As of July, about 2,500 N.C. inmates were in solitary confinement. At the time, Swain was one of seven inmates who had been in solitary for more than 10 years, according to the state Department of Public Safety.
But as the global opposition to solitary confinement grows, North Carolina has worked to reduce its use of segregation.
Researchers have found that solitary confinement can trigger many psychological problems, from depression and rage to hallucinations, self-mutilation and suicidal behavior – problems that can continue to haunt people even after they’re released from prison.
Critics of solitary confinement said that isolating Swain so long violates the Constitutional prohibition against cruel and unusual punishment. One United Nations official called it torture.

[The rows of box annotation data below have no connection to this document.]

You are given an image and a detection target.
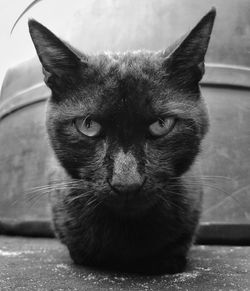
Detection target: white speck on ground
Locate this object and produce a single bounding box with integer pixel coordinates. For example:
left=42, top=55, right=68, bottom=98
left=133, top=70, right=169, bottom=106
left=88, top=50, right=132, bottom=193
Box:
left=173, top=271, right=200, bottom=283
left=0, top=250, right=34, bottom=257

State prison officials say they’ve worked hard to help Swain, but have found he presents a special challenge because he frequently threatens others and hurts himself.
Now, though, prison leaders say it’s time to try giving him a bit more freedom.
“It’s part of his treatment,” said Kenneth Lassiter, the prison system’s deputy director of operations. “We’re trying to look and see (what) we can do different to help get him prepared for society.”
In 1999, Swain was convicted of aiding and abetting a murder. He was sentenced to more than 24 years in prison. There, he became a danger to prison officials and to himself.
In his letter to the Observer, Swain wrote that his years in solitary only made him behave worse.
“Being on lock-up has made me hate the (correctional officers), hate myself,” he wrote, adding that the time in segregation made him so bored and depressed he sometimes did “something stupid.”
But he ended his letter with a piece of “very good” news: He’d just learned that he had been taken off lock-up. “That (sic) a blessing …” he wrote.
Now Shirley Swain has her eyes on November. That’s when her son turns 42. And for the first time in years, she will be able to help him celebrate his birthday in person.